矢野アカデミー

バンクーバー新報投稿エッセイ

外から見る日本語 6

☆ 「お返事、ご返事」どっち?

  ある授業のとき数字遊びでもしようと生徒に好きな数を聞いてみた。「好きな数は何ですか」である。そのあとしばらくして、ある生徒が「先生の好きなおかずは何ですか」と質問してきた。一瞬びっくりしてシャケと答えようとしたのだが・・・。
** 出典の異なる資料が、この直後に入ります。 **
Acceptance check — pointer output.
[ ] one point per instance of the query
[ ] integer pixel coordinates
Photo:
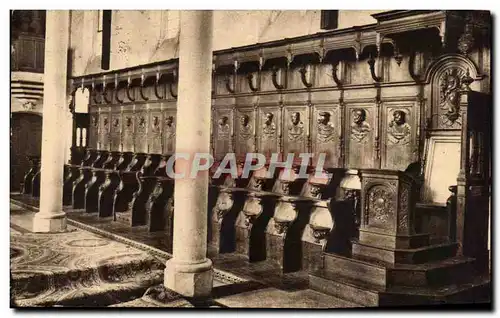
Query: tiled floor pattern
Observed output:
(59, 256)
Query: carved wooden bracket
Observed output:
(371, 63)
(141, 92)
(259, 183)
(281, 226)
(411, 68)
(229, 86)
(156, 87)
(253, 87)
(105, 91)
(94, 93)
(303, 72)
(170, 86)
(315, 190)
(397, 55)
(319, 233)
(274, 77)
(128, 89)
(118, 87)
(335, 77)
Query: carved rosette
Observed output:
(281, 227)
(315, 190)
(380, 207)
(224, 204)
(320, 233)
(285, 186)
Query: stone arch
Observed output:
(446, 78)
(450, 60)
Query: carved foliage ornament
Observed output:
(403, 209)
(380, 207)
(325, 128)
(399, 130)
(296, 128)
(452, 83)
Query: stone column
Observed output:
(189, 272)
(51, 217)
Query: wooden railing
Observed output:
(28, 53)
確かにお金やお茶などのように「お」をつけると丁寧な言い方になる。その生徒も丁寧に言おうとして「お数」と言ったのである。
しかし「お」をつけると意味が違ってしまうのも数多くあり、なかなかやっかいな問題である。これに関してよく知られている話だが、外国の人が夜遅く電話をしたとき「夜分、すみません」を丁寧に言おうとして「お」をつけてしまったのである。
「おやぶん、すみません」。電話を受けた日本人はさぞかし驚いたことだろう。また「やじがうるさくて困った」に「お」をつけたりすると家庭不和にもなりかねない。

更に「説明」を丁寧に言おうとすると「お説明」ではなく「ご説明」である。これは日本人にとっても結構複雑に感じるのであるから、日本語学習者にとってはとても難しい問題である。

では「お」と「ご」の使い分けはどのようになっているのであろうか。
こんなこと意識して学んだ記憶はないが、確かに一応決まりがある。和語いわゆる固有の日本語には「お」が付き、漢語すなわち漢字音からできている言葉には「ご」が付く。家は「お家」だが、家庭は「ご家庭」である。しかし例外もたくさんあり非常に困ってしまう。例えば電話や時間などは規則からいえば「ご」であるはずなのに「お」が使われている。では表題の「返事」はどちらであろうか。これも漢語であり本来は「ご」なのだろうが、今は「お」を使う人のほうが多いように思える。
また、外来語には付けないのが原則であるが、「おビール」 や「おソース」 などは当初ほど違和感はなくなってきた感じがする。

こんな質問を受けて困ってしまった。猿や馬には「お」を付けてもおかしくないのに、どうして犬や猫には付けないんですか、である。確かに「お猿」は自然に聞こえるが、「お猫」は不自然である。思わず唸ってしまった。童謡などで聞き馴れているいるからであろうか。実際のところ規則などにはあまりこだわらず習慣や慣れによって使い分けているのであろう。

生徒からこんな話も聞いたことがある。「床」 という言葉が「ふとん」と同じ意味にも使えることを学んだ生徒が自己紹介で「たまにはふとんの上で寝てみたい」 の 「ふとん」 の代わりに「床」 を使ったのである。しかも丁寧に言おうとして、「お」を付けてしまった。「おトコ」である。 周囲の驚きと彼女の狼狽ぶりが目に浮かぶ。